Avec la crise économique, une vague d’entreprenariat gagne l’Espagne. Avec quelques 500 incubateurs, l’écosystème autour des startups, bien qu’un peu brouillon, traduit un mouvement de fond prometteur.
Entretien dans le cadre de l’émission L'Atelier numérique sur BFM Business avec Pierre-Alban Waters, le fondateur de Moving2Madrid, une entreprise qui se charge de trouver un logement aux étrangers qui s’installent à Madrid.
L’Atelier: En plus de la startup que vous avez fondée, vous réunissez par le biais du site Internet Guiripreneurs la communauté d’entrepreneurs internationaux installés à Madrid pour les affaires. Autrement dit, l’entreprenariat vous parle. Mais cette qualité caractérise-t-elle aussi les Espagnols?
Pierre-Alban Waters: Non, pas vraiment. Mais la crise a modifié les choses et maintenant c’est sexy d’être entrepreneur! La crise et le chômage ont conduit beaucoup de personnes à se poser la question de monter leur propre entreprise et de se faire un nom. Les "success stories" comme Facebook contribuent aussi à les jeunes à faire ce choix.
Ce choix de l’entreprenariat investit-il un peu le champ de l’innovation et des startups? Et si oui, dans quel secteur en particulier?
Pendant longtemps, l’Espagne dépendait de la construction. Avec la crise, le pays recherche un nouveau moteur de croissance. C’est assez naturellement que le tourisme s’est davantage développé et certaines startups ont décidé de s’attaquer à ce marché.
Plus largement, de quoi l’écosystème espagnol autour des startups est-il constitué? Est-ce qu’il est assez solide ? Est-ce qu’il est naissant ? Est-ce qu’il est assez stimulant pour l’ensemble de l’environnement de start-ups?
En 2008-2010, il n'y avait pratiquement rien. Les entrepreneurs s’aidaient entre eux mais les choses ont beaucoup changé depuis. Beaucoup d’institutions se tournent vers les startups. Il y a même un peu trop d’initiatives parce que je dirai que ce n'est pas les plus à même de savoir quelle est la bonne opportunité. Malgré tout, le mouvement existe et l’écosystème est assez prometteur.

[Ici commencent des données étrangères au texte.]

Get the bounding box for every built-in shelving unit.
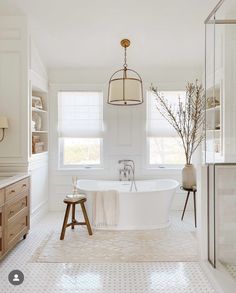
[31,85,48,156]
[206,81,223,162]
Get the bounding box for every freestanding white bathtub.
[77,179,179,230]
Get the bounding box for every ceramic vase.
[182,164,197,189]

Les initiatives dont vous parlez se manifestent-elles par la création d’incubateurs, d’accélérateurs, d’évènements qui servent de de stimuli pour cet écosystème?
Récemment, un inventaire a été dressé sur l’ensemble du pays et plus de 500 incubateurs ont été dénombrés par exemple. Il y en a même trop maintenant. Il y a un peu une bulle d’entreprenariat mais la qualité n’est pas toujours au rendez-vous. Et tous les investisseurs avec qui je parle disent toujours la même chose, à savoir qu’il y a plus d’argent que de bons projets. Cela est aussi lié à un problème de qualité ou de maturité de l’écosystème. La bonne nouvelle, c’est qu’il y a beaucoup d’opportunités.

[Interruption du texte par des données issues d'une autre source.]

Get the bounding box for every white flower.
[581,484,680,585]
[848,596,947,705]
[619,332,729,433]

Et le gouvernement s’engage-t-il aussi dans cet écosystème ? Est-ce qu’il propose des aides ? Est-ce qu’il y a des fonds ? Est-ce qu’il simule lui aussi tout cet environnement?
Il s’engage très peu. Surtout "pour la photo", pas beaucoup dans les actions. Il y a des bonnes étapes mais généralement c'est 10-20% de ce qu’il faudrait faire. Par exemple existe désormais l’équivalent du statut d’auto-entrepreneur français. Avant cela, il fallait payer 300 euros par mois à la sécurité sociale pour commencer son activité quand bien même l’entrepreneur ne dégageait pas encore de révenus. Maintenant, avec ce statut d’auto-entrepreneur, ce forfait n’existe plus et c’est plus facile et plus incitatif de démarrer un projet. Mais il y a toujours des problèmes de frais quand on emploie une personne. Si bien que recruter une personne en Espagne reste assez lourd et assez cher. D’un autre côté, les talents espagnols sont bon marché. Certains disent même : "Ce qu’il faut c'est produire en Espagne et vendre ailleurs."
Avez-vous des exemples de startups espagnoles ayant rencontré un gros succès?
Oui. Je peux citer mon entrepreneur préféré. Il s’agit de Martin Varsavsky [un entrepreneur argentin,ndlr]. C'est un peu l’équivalent de Xavier Niel, le créateur de Free en France. Il a créé un Jazztel le concurrent des grosses compagnies d’Internet. Jazztel était une réussite et il a vendu cette entreprise. En 2005, il a fondé Fon, un leader mondial du wifi. Cet homme illustre parfaitement l’exemple d’un étranger venu à Madrid pour la qualité de vie, puis qui a monté plusieurs grands projets qu’il a exportés avec succès.